“I read the news today, oh boy”, John Lennon wrote this in 1967, but it seems every more appropriate today. The news alert goes off on your mobile, and you think – what has happened now? Terrorism? Natural disaster? North Korea? Do you wonder how this seemingly constant barrage of anxiety-producing news is impacting people around the world?
At GfK Consumer Life, every year since 1997, we conduct a survey of people all around the globe. Many of the questions we ask have been asked for the past 20 years. This gives us a unique perspective on how people are feeling today and reacting to the world around them. These insights are used by global businesses and organizations to help them understand how their target markets are evolving, help them develop new products and services, and create more effective and relevant messaging.
Our 2017 study is just out of the field and we’ve learned some interesting things about how people are reacting and adapting to the world around them.

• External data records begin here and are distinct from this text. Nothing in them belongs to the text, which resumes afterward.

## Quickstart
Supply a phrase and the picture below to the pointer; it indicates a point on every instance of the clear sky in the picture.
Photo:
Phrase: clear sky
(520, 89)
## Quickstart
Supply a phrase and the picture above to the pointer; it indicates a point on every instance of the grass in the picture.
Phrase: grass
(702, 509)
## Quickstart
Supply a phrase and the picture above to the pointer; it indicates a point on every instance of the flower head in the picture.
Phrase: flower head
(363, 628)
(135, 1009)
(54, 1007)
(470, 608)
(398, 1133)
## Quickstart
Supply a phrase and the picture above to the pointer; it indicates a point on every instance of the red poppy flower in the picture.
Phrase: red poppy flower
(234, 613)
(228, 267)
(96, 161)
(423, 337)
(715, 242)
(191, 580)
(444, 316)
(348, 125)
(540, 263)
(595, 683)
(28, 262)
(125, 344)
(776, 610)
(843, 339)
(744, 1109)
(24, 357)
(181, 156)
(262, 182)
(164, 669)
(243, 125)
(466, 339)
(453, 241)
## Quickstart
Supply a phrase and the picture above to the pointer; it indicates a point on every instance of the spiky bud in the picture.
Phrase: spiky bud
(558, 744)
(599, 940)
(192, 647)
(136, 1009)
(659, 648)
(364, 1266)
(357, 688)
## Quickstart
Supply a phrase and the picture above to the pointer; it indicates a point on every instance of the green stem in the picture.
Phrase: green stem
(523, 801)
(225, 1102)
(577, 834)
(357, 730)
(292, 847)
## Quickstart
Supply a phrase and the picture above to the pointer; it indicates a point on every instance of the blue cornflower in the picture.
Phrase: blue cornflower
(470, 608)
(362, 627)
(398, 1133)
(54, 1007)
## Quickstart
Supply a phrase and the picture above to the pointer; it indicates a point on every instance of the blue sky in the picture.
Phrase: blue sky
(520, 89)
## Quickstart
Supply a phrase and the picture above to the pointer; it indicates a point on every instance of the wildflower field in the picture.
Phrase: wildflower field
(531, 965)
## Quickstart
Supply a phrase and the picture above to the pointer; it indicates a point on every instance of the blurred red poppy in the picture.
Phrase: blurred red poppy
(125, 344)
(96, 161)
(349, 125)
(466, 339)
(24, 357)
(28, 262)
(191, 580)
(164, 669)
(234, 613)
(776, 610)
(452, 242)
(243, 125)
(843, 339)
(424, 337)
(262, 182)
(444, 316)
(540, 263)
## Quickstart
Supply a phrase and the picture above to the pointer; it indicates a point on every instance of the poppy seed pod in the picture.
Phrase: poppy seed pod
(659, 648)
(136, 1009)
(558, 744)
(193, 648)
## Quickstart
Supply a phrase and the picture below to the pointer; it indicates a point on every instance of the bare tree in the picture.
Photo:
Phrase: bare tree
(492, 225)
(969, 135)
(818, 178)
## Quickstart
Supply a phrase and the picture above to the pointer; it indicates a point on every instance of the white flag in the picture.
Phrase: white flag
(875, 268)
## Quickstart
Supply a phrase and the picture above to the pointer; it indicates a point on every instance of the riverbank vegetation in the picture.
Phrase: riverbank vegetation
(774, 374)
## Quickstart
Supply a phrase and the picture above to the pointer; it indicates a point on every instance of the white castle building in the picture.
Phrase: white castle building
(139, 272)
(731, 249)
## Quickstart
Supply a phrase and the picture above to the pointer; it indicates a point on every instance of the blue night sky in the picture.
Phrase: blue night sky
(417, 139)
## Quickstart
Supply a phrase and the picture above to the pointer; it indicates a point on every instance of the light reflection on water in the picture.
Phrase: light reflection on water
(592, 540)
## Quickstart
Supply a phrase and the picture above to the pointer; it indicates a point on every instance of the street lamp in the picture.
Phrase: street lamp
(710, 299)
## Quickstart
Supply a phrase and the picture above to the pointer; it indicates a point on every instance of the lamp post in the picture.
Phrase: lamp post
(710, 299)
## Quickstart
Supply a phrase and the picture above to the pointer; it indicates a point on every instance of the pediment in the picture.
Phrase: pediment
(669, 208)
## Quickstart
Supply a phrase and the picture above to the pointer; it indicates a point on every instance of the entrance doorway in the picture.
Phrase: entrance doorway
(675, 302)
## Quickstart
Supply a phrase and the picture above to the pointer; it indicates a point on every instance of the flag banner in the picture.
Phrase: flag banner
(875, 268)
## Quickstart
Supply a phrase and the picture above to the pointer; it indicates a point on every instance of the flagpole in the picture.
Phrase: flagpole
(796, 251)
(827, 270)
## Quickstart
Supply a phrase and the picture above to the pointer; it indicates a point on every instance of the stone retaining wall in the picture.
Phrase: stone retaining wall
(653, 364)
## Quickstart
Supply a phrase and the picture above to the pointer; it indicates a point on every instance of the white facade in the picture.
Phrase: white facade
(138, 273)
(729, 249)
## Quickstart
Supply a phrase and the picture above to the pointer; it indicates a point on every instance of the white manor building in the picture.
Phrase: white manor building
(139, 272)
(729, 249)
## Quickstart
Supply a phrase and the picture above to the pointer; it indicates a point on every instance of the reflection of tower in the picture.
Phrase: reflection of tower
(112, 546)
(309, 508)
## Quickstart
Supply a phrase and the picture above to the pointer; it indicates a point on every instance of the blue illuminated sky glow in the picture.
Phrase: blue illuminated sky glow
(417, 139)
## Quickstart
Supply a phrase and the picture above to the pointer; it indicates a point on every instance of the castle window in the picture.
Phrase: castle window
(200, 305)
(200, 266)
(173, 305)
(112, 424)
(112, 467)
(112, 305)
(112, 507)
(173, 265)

One of the things we’ve found is that people are reporting higher levels of stress. This probably isn’t all that surprising, but the magnitude of the increase is nonetheless pretty startling. 91% of global respondents in our study report they find at least one of 14 problems to be a cause of stress in their life, and that number is up 20 points since 2015. But it is not just the problems of the outside world that are stressing us out. Stress is also coming from the pressure we are putting on ourselves, our health and day-to-day finances.
Yet what is interesting about this stress is that it doesn’t appear to be dimming global consumer confidence. Seven out of ten global consumers feel that they will be better off financially in the next 12 months – a number that has been quite steady globally since 2014 (and indeed, just a little bit better than where we were in 2016).
Perhaps this is because despite all the talk about division and polarization, in many ways, people around the world are more alike than they have ever been. Proliferation of mobile devices enables similar, on-the-go lifestyles. Globally, our data shows that people feel less constrained by societal expectations related to gender and age. Increasing global urbanization means that there are converging urban lifestyles. Let’s face it, being late for work because you got stuck in traffic is just as frustrating whether that traffic is in Mexico City, Shanghai, or New York.
Expectations, or more specifically, rising expectations – that people have of themselves, of the products they use and the brands they buy – are contributing to both increased stress levels and sustained consumer confidence. The fact that these two dynamics are happening at the same time is truly new news.